Cuando Santos dice “nada está acordado hasta que todo este acordado”,
utilizando un recurso de las negociaciones comerciales,
pone el proceso en una indefinición perpetua, que impide valorizar logros parciales
Visto retrospectivamente, dos cosas internas permiten sacar adelante el proceso de paz. La primera, el haber establecido una agenda limitada y relacionada directamente con el conflicto. Ello excluía la política internacional, el modelo económico y la organización de las fuerzas armadas. Lección aprendida del Caguán cuya agenda ilimitada no llego a un solo acuerdo en tres años de negociaciones.
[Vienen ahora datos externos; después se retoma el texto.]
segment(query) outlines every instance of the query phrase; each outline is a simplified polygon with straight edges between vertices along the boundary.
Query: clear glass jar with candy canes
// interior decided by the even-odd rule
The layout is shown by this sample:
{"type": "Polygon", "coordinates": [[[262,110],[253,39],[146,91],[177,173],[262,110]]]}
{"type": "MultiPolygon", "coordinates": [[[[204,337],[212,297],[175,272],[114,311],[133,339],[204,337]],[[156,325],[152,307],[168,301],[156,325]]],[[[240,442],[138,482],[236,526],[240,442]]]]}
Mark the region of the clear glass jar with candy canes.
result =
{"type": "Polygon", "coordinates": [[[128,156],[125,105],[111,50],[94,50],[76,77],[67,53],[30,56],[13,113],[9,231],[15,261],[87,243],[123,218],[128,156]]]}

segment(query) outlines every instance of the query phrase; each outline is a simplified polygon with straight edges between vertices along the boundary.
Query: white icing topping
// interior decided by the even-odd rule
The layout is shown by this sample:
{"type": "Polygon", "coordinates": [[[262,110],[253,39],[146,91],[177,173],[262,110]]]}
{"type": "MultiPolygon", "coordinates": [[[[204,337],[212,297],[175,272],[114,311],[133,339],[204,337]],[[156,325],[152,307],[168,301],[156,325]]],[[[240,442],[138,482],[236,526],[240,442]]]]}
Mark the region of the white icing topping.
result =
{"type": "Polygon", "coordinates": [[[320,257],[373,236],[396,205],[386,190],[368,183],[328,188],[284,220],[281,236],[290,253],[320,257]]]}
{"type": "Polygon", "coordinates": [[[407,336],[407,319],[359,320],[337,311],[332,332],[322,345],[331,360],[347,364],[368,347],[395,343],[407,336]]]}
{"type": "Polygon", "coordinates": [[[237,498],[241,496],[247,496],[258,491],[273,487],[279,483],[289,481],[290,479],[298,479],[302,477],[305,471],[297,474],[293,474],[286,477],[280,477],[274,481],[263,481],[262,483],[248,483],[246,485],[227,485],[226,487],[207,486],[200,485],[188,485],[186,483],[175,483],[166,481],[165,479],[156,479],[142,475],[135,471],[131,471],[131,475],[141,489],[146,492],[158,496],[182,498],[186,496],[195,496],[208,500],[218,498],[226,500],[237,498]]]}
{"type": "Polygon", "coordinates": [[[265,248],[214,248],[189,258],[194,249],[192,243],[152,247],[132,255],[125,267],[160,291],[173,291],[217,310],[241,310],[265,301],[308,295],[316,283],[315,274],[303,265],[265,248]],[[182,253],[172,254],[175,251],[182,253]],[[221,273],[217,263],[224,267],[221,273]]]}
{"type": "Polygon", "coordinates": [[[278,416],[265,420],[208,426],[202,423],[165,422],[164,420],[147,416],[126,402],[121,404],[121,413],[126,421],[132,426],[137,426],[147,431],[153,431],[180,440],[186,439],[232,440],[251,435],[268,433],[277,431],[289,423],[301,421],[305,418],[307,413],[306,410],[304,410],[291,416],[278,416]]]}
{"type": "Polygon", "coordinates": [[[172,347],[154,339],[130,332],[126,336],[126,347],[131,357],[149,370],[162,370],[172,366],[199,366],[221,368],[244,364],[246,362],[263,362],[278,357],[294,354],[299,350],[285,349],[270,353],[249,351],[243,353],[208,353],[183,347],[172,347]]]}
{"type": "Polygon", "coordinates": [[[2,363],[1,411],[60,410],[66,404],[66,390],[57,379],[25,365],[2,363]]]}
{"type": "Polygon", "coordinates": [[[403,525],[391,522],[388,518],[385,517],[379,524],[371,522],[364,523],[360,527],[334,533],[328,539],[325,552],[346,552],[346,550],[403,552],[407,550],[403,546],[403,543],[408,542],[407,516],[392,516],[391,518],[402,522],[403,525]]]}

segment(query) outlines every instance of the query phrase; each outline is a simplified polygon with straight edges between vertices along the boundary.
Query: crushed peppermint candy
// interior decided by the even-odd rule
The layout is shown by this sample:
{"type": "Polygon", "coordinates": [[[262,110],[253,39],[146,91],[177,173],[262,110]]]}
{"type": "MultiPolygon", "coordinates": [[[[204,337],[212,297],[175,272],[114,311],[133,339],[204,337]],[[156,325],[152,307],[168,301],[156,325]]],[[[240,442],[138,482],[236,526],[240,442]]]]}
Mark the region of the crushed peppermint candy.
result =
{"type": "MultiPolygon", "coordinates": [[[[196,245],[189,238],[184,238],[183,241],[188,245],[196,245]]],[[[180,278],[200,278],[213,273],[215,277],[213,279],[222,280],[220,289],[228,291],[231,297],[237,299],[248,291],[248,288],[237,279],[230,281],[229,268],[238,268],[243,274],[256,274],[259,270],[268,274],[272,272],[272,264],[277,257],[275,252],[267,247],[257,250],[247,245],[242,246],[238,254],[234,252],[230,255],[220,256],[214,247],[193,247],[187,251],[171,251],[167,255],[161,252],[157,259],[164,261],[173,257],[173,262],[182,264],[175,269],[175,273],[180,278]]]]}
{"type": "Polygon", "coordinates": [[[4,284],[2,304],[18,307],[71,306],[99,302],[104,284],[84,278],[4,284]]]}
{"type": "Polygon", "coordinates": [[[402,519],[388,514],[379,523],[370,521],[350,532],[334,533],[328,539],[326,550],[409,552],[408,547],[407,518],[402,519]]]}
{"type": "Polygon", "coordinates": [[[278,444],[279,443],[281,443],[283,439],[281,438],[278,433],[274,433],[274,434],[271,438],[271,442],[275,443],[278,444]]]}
Lo segundo, sentar en la mesa de plenipotenciarios a personas con poder de decisión conocedoras del conflicto, especialmente militares de alta graduación retirados y en servicio activo.
Y una externa, que es la participación de los países vecinos, Venezuela y Ecuador cuyos gobiernos miraban con simpatía a las Farc, con los cuales no había relaciones diplomáticas, que hubo que recomponer; y la comunidad internacional y los organismos internacionales, las Naciones Unidas particularmente, que validaron el acuerdo, reduciendo a su verdadero tamaño el peso de la oposición interna.
Cuba, que con el correr de los años se volvió experta en ayudar a solucionar los problemas que ella misma había creado, tuvo un generoso papel de anfitriona y evitó las presiones de una negociación en Colombia con despeje de territorio (otra lección del Caguán); y Venezuela, en donde los líderes de las Farc se movían cómodamente, fue una muy útil facilitadora del proceso. No hubo intermediarios, solo países garantes y observadores. No hubo negociación con enemigos, sino con adversarios.
Hubo de principio a fin una negociación un tanto surrealista, que partía del reconocimiento mismo de un conflicto armado de naturaleza política, reducido oficialmente a una amenaza terrorista, que estuvo acompañado por la cerrera oposición de Álvaro Uribe Vélez, quien había hechos grandes esfuerzos por sentar a las Farc a la mesa de negociaciones, y que concluyó con el rechazo en las urnas: Macondo.
La batalla por la paz es un libro de lectura obligada para quienes quieran entender mejor los vericuetos de la larga negociación, su importancia para el futuro de Colombia y el carácter de su principal protagonista: el hombre enigmático que mira desde la portada convertido hoy en enternecido abuelo.